The page I\'m looking at contains :
text 1
text 2
text 3 text 4
What about using jQuery?
Edit:
First you have to add the required .JS files, for that go to www.jQuery.com.
Then all you need to do is call a simple jQuery selector:
alert($("div#1").html());
The following code will give you the HTML in the div element:
sel = selenium('localhost', 4444, browser, my_url)
html = sel.get_eval("this.browserbot.getCurrentWindow().document.getElementById('1').innerHTML")
then you can use BeautifulSoup to parse it and extract what you really want.
I hope it helps
The selected answer does not work in Python 3 at the time of writing. Instead use this:
from selenium import webdriver
wd = webdriver.Firefox()
wd.get(url)
return wd.execute_script('return window.document.getElementById('1').innerHTML')
Use xpath.
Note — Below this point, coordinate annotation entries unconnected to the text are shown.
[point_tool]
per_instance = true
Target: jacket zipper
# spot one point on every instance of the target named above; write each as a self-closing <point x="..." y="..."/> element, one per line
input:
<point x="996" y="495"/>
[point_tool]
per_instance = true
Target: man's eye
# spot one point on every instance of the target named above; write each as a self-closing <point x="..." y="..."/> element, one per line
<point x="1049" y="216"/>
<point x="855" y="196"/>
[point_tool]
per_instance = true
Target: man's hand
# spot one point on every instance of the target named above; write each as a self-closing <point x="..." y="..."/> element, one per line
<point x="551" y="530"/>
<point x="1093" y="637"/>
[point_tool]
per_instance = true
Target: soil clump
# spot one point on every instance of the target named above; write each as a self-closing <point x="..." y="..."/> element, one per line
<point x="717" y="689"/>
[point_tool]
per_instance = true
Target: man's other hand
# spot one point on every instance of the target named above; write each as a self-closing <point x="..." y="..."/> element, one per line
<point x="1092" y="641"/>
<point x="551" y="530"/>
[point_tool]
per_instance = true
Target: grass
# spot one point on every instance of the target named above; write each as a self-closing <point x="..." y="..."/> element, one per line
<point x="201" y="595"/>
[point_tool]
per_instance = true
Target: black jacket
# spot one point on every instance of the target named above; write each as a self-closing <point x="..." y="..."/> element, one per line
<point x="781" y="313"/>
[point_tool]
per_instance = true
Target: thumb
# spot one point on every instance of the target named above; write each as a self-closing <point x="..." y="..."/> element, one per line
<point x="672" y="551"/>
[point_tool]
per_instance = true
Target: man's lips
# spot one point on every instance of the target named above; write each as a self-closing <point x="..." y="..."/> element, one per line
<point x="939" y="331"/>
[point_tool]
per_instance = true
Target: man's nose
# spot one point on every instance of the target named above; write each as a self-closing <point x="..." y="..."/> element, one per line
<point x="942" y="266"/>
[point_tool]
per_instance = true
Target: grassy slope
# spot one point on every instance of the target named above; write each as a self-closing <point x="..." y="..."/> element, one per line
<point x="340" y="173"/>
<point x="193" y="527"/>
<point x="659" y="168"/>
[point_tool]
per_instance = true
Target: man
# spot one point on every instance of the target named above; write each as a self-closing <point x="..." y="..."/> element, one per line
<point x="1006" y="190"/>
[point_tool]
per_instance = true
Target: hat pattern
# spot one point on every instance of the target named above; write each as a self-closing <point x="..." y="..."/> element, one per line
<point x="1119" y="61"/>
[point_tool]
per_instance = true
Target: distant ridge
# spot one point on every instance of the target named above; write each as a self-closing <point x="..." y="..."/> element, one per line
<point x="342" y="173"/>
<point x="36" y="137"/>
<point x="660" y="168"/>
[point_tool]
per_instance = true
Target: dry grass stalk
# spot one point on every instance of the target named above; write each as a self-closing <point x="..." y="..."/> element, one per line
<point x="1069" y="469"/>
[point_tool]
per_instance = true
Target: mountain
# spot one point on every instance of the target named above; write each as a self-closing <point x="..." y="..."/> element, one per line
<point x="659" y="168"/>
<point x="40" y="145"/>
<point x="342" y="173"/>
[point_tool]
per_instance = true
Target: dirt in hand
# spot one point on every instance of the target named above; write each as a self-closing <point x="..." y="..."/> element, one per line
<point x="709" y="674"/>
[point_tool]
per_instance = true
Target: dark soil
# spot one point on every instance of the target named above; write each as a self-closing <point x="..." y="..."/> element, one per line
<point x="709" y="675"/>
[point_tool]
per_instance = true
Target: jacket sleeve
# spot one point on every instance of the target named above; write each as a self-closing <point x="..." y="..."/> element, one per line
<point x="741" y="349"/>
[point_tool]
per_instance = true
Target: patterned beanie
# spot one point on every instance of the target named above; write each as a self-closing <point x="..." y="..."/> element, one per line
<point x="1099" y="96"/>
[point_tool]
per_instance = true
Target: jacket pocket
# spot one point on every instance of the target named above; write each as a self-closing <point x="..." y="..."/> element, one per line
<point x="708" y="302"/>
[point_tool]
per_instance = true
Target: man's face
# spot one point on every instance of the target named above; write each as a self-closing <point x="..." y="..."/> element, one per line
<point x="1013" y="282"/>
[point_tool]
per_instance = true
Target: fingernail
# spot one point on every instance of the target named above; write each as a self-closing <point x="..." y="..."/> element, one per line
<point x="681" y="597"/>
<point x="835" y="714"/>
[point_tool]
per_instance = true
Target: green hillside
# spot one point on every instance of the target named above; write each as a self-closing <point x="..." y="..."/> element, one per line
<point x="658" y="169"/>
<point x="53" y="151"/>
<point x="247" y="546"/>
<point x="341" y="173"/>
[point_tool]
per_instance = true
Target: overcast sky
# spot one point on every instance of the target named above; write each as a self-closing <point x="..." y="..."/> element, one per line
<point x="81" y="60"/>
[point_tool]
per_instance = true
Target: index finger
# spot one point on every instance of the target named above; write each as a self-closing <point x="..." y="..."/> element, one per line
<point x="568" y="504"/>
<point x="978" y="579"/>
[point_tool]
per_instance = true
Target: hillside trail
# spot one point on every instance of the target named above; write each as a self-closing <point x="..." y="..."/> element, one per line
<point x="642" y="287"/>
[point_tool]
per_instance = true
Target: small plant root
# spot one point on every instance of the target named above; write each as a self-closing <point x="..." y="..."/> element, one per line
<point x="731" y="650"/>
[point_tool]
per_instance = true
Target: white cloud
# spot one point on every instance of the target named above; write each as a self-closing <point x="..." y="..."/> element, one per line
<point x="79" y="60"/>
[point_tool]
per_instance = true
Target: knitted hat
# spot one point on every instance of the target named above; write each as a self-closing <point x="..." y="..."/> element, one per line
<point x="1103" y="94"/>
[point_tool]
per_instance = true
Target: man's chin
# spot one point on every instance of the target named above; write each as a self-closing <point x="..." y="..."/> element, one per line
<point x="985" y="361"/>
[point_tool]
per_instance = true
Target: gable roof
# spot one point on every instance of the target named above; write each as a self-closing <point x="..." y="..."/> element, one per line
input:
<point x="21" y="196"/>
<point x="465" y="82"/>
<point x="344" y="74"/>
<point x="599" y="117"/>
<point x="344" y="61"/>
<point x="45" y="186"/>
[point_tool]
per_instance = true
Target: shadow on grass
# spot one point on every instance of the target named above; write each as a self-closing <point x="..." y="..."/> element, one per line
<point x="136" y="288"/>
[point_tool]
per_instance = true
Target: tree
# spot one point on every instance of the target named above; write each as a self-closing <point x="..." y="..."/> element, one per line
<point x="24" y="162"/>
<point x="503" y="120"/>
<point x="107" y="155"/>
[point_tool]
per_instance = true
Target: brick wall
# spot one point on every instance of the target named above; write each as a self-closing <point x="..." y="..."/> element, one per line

From selenium.py
:
Without an explicit locator prefix, Selenium uses the following default strategies:
- \**dom**\ , for locators starting with "document."
- \**xpath**\ , for locators starting with "//"
- \**identifier**\ , otherwise
In your case, you could try
selenium.get_text("//div[@id='1']/descendant::*[not(self::h1)]")
You can learn more about xpath here.
P.S. I don't know if there's good HTML documentation available for python-selenium, but I haven't found any; on the other hand, the docstrings of the selenium.py
file seem to constitute comprehensive documentation. So I'd suggest looking up the source to get a better understanding of how it works.